Functional imaging when the brain is in its resting state, or not focused on a particular task, provides important information on neural connectivity, the team say. "Functional MRI allows you to study which brain areas are simultaneously active and gives information on the participation of certain areas with specific brain circuits," says De Giglio. "When we talk about increased connectivity, we mean that these circuits have been modified, increasing the extension of areas that work simultaneously."


Making connections

It was discovered at follow-up checks that the patients in the videogame group had significant increases in the functional connectivity of the thalamus in one of the most important brain networks involved in cognition. The scientists say their results provide an example of the brain's "plasticity" — the ability to form new connections throughout life.

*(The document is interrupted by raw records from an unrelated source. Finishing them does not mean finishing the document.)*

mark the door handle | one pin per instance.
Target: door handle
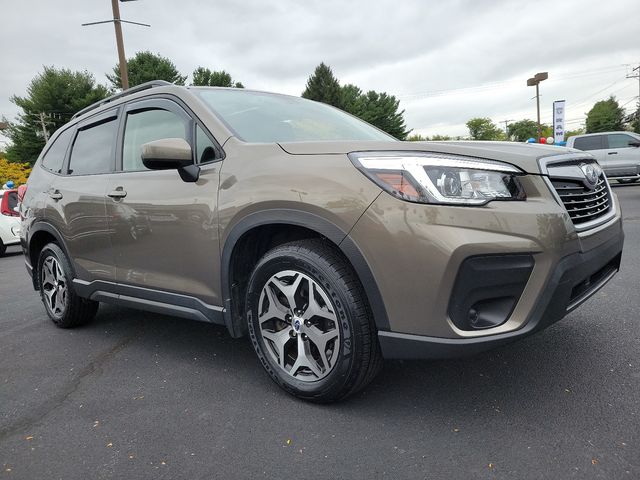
(117, 193)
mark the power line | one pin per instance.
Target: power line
(492, 85)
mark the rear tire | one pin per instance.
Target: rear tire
(324, 347)
(64, 307)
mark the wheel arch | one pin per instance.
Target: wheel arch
(40, 234)
(289, 225)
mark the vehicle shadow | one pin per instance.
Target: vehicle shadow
(510, 378)
(12, 251)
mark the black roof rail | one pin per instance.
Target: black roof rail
(124, 93)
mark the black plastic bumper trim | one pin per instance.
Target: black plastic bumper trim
(553, 304)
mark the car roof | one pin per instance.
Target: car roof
(600, 133)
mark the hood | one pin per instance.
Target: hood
(522, 155)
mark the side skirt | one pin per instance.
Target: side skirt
(157, 301)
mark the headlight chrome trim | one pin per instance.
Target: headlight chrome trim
(415, 165)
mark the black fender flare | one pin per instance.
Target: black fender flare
(312, 222)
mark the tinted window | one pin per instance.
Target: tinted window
(266, 117)
(620, 140)
(92, 151)
(147, 126)
(588, 143)
(205, 148)
(54, 157)
(12, 200)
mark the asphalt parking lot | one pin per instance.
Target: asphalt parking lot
(141, 395)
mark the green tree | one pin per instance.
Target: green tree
(605, 116)
(522, 130)
(53, 96)
(203, 77)
(381, 110)
(571, 133)
(484, 129)
(349, 97)
(323, 86)
(147, 66)
(635, 123)
(416, 137)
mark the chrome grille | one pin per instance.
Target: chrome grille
(583, 203)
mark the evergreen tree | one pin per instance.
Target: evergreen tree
(203, 77)
(53, 96)
(147, 66)
(381, 110)
(323, 87)
(605, 116)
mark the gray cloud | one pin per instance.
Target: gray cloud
(402, 47)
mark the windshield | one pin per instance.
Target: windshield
(267, 117)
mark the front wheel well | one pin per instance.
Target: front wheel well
(248, 250)
(36, 244)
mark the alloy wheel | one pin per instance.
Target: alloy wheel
(54, 286)
(299, 325)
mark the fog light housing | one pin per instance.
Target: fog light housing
(487, 290)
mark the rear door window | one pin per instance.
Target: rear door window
(12, 200)
(54, 157)
(93, 149)
(593, 142)
(620, 140)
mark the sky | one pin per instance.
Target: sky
(446, 61)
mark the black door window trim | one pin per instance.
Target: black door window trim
(171, 104)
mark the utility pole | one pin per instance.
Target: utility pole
(117, 24)
(535, 80)
(122, 60)
(637, 75)
(41, 116)
(506, 126)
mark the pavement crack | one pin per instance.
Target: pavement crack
(57, 400)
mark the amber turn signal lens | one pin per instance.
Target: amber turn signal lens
(398, 182)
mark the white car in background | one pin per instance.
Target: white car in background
(9, 219)
(618, 153)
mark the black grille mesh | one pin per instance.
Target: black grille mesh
(583, 203)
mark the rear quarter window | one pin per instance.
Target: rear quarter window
(55, 154)
(589, 143)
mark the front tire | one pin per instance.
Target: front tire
(310, 323)
(64, 307)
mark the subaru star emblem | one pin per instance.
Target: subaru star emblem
(591, 173)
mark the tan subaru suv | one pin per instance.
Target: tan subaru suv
(328, 243)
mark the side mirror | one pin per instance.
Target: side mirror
(171, 153)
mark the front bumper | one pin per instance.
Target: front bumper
(564, 292)
(416, 252)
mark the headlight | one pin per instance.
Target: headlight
(445, 179)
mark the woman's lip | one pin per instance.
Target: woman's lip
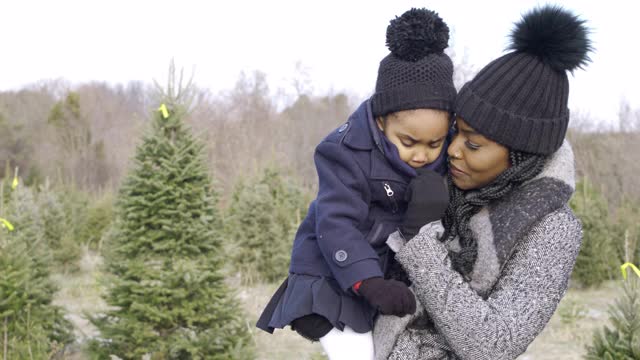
(455, 171)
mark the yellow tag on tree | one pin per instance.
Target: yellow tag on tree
(164, 111)
(6, 224)
(624, 267)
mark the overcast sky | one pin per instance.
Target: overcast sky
(339, 43)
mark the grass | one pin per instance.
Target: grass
(571, 328)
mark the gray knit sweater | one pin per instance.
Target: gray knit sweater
(527, 246)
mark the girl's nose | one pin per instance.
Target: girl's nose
(420, 157)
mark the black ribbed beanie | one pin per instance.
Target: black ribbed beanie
(520, 99)
(417, 73)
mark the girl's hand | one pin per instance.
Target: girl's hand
(390, 297)
(428, 198)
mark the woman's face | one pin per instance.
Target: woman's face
(474, 160)
(418, 134)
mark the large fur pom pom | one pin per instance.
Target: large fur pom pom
(556, 36)
(417, 33)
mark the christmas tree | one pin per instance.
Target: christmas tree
(623, 340)
(31, 327)
(163, 256)
(263, 218)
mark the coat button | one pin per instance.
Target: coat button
(341, 255)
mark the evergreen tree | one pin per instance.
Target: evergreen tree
(163, 256)
(598, 260)
(31, 326)
(263, 218)
(622, 342)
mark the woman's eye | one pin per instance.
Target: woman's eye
(471, 145)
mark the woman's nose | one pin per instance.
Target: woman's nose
(454, 148)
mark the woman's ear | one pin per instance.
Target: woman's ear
(380, 122)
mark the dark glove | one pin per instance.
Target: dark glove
(396, 272)
(390, 297)
(428, 197)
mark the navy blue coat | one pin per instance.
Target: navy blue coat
(360, 202)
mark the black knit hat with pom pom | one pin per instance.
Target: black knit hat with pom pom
(417, 73)
(520, 99)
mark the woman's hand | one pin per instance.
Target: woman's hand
(428, 198)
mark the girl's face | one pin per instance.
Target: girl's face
(474, 160)
(418, 134)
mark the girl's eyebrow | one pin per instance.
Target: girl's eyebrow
(408, 137)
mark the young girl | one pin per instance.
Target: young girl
(336, 283)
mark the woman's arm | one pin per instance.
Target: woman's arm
(520, 304)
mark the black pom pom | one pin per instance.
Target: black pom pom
(417, 33)
(558, 37)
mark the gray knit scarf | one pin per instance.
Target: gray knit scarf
(495, 228)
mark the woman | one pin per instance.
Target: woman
(489, 280)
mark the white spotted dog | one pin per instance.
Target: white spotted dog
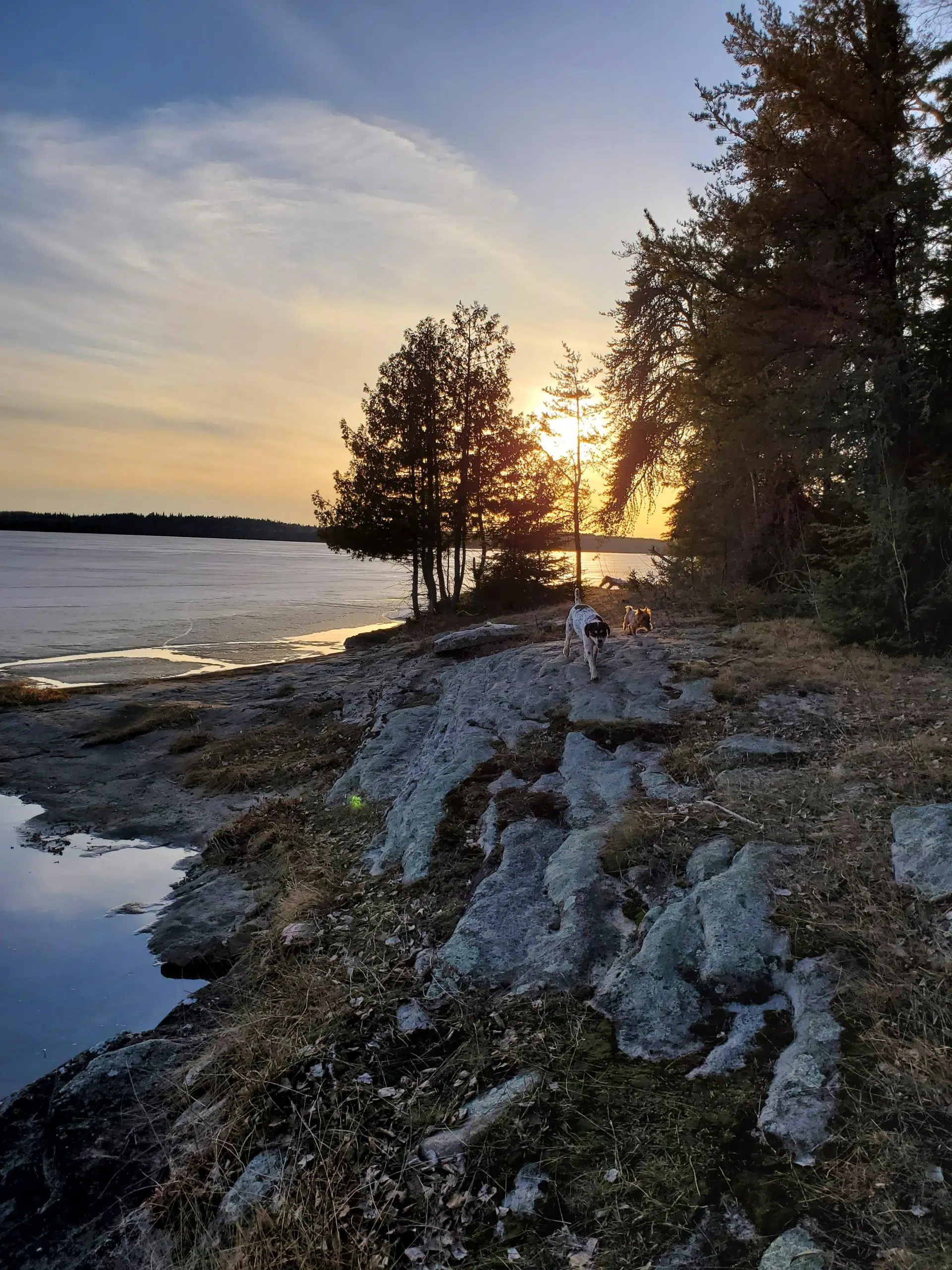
(590, 628)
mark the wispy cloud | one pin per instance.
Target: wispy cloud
(189, 303)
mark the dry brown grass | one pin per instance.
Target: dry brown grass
(19, 694)
(137, 719)
(302, 746)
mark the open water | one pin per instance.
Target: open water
(105, 609)
(71, 972)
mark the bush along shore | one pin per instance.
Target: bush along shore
(512, 967)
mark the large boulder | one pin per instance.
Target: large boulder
(475, 636)
(803, 1095)
(748, 747)
(922, 849)
(206, 925)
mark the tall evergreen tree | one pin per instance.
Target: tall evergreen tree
(570, 398)
(440, 459)
(771, 353)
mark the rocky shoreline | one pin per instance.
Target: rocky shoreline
(545, 781)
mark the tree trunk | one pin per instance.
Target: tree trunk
(416, 586)
(577, 492)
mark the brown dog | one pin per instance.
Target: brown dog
(636, 620)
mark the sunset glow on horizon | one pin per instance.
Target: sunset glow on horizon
(200, 268)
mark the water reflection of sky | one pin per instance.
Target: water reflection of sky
(103, 609)
(71, 976)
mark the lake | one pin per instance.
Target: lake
(71, 973)
(105, 609)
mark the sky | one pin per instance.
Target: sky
(219, 216)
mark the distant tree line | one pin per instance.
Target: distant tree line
(445, 475)
(785, 355)
(162, 525)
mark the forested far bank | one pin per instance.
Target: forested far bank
(160, 525)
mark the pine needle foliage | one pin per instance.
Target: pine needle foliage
(782, 356)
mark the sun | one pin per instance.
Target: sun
(561, 441)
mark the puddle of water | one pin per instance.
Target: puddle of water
(73, 974)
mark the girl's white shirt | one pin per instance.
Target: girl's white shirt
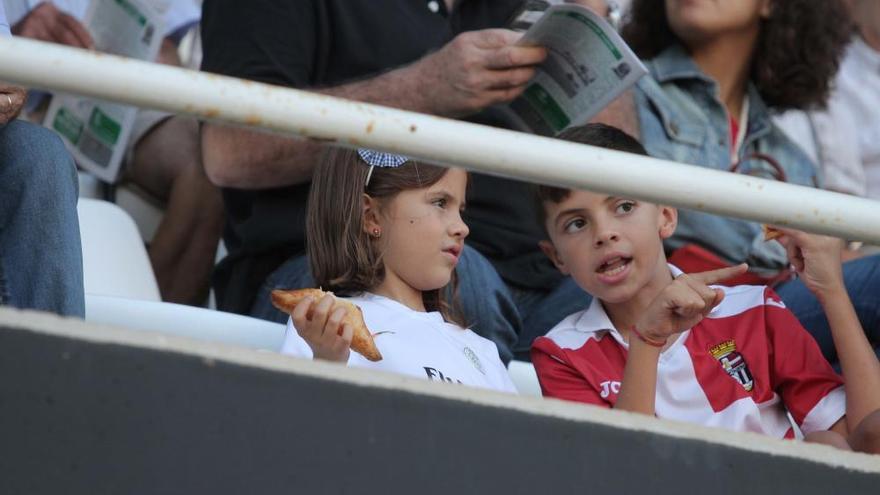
(419, 344)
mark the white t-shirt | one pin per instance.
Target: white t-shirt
(858, 95)
(845, 138)
(4, 24)
(421, 345)
(177, 13)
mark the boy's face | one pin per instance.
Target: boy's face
(611, 246)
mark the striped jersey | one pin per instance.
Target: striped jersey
(740, 368)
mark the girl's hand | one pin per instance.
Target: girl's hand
(816, 259)
(320, 325)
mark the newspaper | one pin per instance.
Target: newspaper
(588, 65)
(96, 132)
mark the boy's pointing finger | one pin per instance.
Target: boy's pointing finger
(715, 276)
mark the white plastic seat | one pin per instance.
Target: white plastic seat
(115, 262)
(185, 321)
(524, 378)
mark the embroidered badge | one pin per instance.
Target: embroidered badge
(733, 363)
(472, 357)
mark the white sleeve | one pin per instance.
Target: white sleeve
(294, 344)
(181, 13)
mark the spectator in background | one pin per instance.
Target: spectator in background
(437, 57)
(163, 157)
(40, 253)
(845, 138)
(717, 68)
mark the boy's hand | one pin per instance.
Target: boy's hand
(684, 303)
(816, 258)
(320, 325)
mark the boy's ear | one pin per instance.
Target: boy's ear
(668, 221)
(550, 250)
(371, 214)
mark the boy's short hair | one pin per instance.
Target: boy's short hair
(601, 135)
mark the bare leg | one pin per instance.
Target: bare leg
(866, 436)
(168, 164)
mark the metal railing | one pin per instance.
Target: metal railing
(474, 147)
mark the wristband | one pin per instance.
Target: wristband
(648, 341)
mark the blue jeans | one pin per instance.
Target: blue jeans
(862, 278)
(40, 250)
(510, 317)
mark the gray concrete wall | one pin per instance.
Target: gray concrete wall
(85, 409)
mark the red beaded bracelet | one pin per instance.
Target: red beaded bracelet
(646, 340)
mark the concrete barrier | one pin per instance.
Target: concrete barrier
(90, 409)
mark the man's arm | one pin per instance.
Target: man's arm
(47, 23)
(475, 70)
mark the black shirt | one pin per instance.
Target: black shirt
(315, 43)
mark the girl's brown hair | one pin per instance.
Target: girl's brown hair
(797, 54)
(343, 257)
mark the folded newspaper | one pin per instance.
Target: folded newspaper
(588, 65)
(96, 132)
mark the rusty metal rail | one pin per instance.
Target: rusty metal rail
(478, 148)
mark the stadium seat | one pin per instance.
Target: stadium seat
(115, 262)
(524, 377)
(185, 321)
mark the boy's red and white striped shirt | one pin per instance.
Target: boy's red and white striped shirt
(740, 368)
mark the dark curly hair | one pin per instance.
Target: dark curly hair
(796, 57)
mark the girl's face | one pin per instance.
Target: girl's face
(700, 21)
(423, 233)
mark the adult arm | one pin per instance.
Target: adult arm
(817, 260)
(475, 70)
(47, 23)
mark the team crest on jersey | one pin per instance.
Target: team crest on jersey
(733, 363)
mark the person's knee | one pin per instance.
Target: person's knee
(36, 155)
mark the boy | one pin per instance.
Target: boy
(660, 342)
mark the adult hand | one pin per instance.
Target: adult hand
(12, 100)
(598, 6)
(320, 325)
(684, 303)
(47, 23)
(475, 70)
(816, 258)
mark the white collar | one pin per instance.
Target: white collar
(398, 306)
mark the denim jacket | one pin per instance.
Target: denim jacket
(683, 120)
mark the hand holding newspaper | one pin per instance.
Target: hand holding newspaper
(96, 132)
(588, 65)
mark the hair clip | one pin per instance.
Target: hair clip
(380, 159)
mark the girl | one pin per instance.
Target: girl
(386, 232)
(717, 69)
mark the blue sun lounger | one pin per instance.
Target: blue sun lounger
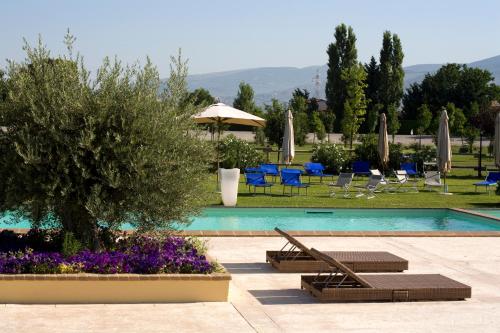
(315, 170)
(257, 179)
(291, 177)
(492, 179)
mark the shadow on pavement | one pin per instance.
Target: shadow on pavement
(249, 268)
(283, 296)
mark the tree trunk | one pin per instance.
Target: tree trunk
(76, 219)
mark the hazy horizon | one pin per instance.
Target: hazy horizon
(225, 35)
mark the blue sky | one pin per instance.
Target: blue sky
(221, 35)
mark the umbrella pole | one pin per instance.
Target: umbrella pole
(217, 188)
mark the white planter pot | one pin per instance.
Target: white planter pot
(229, 180)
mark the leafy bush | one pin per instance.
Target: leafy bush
(140, 255)
(464, 149)
(236, 153)
(88, 148)
(427, 153)
(332, 156)
(70, 245)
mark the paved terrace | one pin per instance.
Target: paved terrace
(265, 301)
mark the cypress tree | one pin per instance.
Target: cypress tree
(342, 54)
(386, 71)
(391, 77)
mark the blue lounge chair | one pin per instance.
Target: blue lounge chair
(257, 179)
(410, 168)
(315, 170)
(492, 179)
(253, 170)
(291, 177)
(361, 168)
(270, 170)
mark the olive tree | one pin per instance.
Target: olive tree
(82, 151)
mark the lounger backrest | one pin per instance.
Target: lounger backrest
(433, 176)
(290, 176)
(344, 179)
(257, 178)
(270, 169)
(401, 175)
(292, 240)
(493, 176)
(409, 166)
(341, 267)
(374, 180)
(361, 166)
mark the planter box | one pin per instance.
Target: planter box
(113, 288)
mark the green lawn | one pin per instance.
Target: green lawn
(459, 183)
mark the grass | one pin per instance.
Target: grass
(460, 183)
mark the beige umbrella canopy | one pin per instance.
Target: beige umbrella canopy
(383, 141)
(444, 146)
(225, 114)
(496, 143)
(221, 113)
(288, 144)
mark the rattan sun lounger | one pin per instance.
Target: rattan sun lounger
(341, 284)
(293, 258)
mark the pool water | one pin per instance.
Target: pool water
(491, 212)
(329, 219)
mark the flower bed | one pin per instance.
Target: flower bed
(144, 255)
(134, 270)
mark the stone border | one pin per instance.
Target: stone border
(113, 288)
(116, 277)
(335, 233)
(471, 212)
(312, 233)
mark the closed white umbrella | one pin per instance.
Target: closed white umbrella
(444, 147)
(383, 141)
(288, 144)
(496, 143)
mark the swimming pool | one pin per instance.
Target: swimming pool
(331, 220)
(491, 212)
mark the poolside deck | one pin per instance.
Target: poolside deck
(265, 301)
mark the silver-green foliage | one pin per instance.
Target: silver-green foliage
(106, 147)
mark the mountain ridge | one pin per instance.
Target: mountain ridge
(280, 82)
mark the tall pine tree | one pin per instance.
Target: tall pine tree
(355, 103)
(341, 55)
(391, 77)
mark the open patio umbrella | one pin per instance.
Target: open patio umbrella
(288, 144)
(496, 143)
(444, 147)
(383, 142)
(221, 113)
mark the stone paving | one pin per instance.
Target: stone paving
(263, 300)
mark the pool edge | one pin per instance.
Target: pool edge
(312, 233)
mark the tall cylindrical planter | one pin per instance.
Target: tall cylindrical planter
(229, 180)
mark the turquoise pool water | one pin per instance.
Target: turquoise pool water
(491, 212)
(330, 219)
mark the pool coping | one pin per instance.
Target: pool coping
(333, 233)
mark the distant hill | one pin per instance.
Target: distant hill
(280, 82)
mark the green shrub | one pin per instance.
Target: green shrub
(395, 156)
(70, 245)
(427, 153)
(332, 156)
(464, 149)
(236, 153)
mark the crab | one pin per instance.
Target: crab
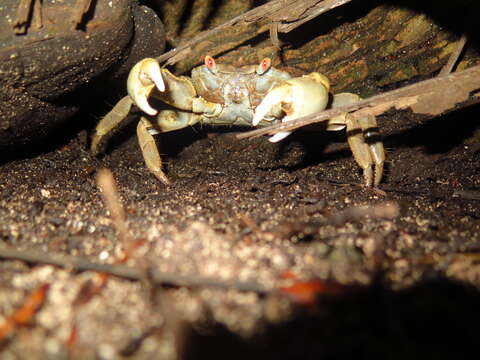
(254, 95)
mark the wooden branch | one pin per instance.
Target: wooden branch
(452, 61)
(289, 15)
(127, 272)
(432, 97)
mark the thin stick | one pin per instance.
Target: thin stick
(417, 96)
(294, 13)
(452, 60)
(126, 272)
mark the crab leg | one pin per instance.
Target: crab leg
(362, 137)
(109, 122)
(149, 150)
(297, 97)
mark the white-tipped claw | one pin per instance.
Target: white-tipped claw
(143, 78)
(273, 98)
(297, 97)
(279, 136)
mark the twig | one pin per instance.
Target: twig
(289, 15)
(432, 97)
(127, 272)
(389, 210)
(452, 60)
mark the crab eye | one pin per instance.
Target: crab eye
(264, 66)
(210, 63)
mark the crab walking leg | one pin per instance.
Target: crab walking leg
(370, 133)
(149, 149)
(109, 122)
(297, 97)
(367, 151)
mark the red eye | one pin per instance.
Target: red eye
(209, 62)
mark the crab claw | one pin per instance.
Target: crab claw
(297, 97)
(142, 79)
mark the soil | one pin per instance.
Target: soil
(250, 210)
(296, 259)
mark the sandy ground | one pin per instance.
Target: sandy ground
(251, 211)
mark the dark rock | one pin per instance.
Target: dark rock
(48, 74)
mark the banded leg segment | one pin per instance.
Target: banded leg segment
(363, 138)
(109, 123)
(149, 149)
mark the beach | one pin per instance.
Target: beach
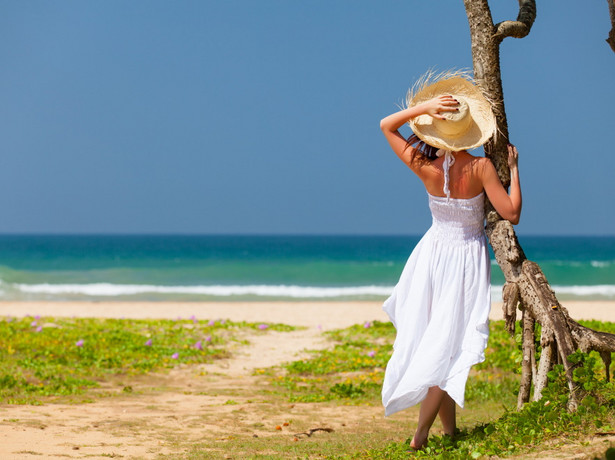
(324, 315)
(218, 402)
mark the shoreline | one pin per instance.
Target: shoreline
(324, 315)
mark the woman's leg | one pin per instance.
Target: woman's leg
(429, 409)
(447, 414)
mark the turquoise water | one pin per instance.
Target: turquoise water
(261, 267)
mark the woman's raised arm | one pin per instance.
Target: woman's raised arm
(392, 123)
(507, 206)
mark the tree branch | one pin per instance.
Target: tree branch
(522, 26)
(611, 39)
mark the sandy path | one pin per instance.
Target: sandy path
(161, 413)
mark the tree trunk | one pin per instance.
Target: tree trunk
(525, 282)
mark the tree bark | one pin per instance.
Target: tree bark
(525, 282)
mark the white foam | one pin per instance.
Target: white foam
(287, 291)
(110, 290)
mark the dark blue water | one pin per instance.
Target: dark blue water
(260, 267)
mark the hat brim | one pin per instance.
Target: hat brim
(481, 128)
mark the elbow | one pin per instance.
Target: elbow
(383, 125)
(514, 217)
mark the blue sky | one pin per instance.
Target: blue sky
(262, 117)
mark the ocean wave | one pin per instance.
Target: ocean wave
(113, 290)
(273, 291)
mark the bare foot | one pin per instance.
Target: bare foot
(418, 443)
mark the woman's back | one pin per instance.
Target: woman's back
(464, 179)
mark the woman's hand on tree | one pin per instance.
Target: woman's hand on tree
(513, 156)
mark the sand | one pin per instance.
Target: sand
(324, 315)
(167, 414)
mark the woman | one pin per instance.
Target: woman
(441, 303)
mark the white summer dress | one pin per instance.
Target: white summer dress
(440, 306)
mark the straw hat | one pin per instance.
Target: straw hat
(470, 127)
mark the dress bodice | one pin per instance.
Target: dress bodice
(457, 218)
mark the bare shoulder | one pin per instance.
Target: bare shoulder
(481, 164)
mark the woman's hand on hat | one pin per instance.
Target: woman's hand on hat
(444, 103)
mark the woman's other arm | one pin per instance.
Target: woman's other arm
(507, 206)
(392, 123)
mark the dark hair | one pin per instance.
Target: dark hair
(420, 146)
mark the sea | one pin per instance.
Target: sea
(261, 268)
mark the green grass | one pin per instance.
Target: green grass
(352, 372)
(44, 357)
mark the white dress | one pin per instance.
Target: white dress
(440, 306)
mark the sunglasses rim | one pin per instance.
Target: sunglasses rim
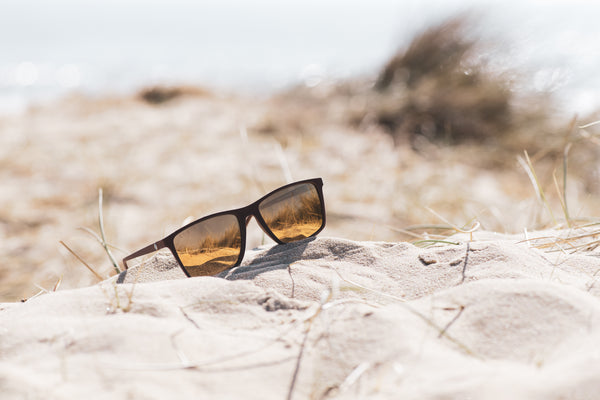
(243, 215)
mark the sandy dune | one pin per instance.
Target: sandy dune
(326, 318)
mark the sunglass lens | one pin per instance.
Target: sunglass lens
(293, 213)
(210, 246)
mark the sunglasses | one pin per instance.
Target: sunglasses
(215, 243)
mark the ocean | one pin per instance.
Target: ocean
(53, 47)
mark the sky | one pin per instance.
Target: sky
(50, 47)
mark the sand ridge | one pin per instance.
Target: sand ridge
(490, 318)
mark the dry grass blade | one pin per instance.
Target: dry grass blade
(428, 321)
(103, 236)
(537, 186)
(97, 275)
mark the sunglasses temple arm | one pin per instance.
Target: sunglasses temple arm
(146, 250)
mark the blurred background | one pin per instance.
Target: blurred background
(416, 114)
(53, 47)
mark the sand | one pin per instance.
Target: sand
(489, 318)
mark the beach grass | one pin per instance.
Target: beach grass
(423, 134)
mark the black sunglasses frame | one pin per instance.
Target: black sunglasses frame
(243, 216)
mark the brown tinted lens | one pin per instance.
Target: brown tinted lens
(210, 246)
(293, 213)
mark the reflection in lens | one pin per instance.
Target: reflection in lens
(293, 213)
(210, 246)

"This increased connectivity reflects the fact that video-gaming experience changed the mode of operation of certain brain structures," says De Giglio. "This means that even a widespread and common use tool like video games can promote brain plasticity and can aid in cognitive rehabilitation for people with neurological diseases, such as multiple sclerosis."


Instructional video

The changes in brain connectivity seen in participants after they had completed the eight-week course correlated with significant improvements in test scores relating to the higher-level cognitive skills that help organize our lives and regulate our behavior — sustained attention and executive function.

We've already seen the way in which videogames help brain function and how a little fun on the Wii Fit can tackle Type 2 diabetes. Now, the researchers believe, videogame-based brain training can improve cognitive abilities of patients with MS. The team hopes to further study whether the changes brought about in MS patients in this way also mean improvements in other aspects of their daily lives and how such game can be integrated into a rehabilitation program with other therapeutic techniques.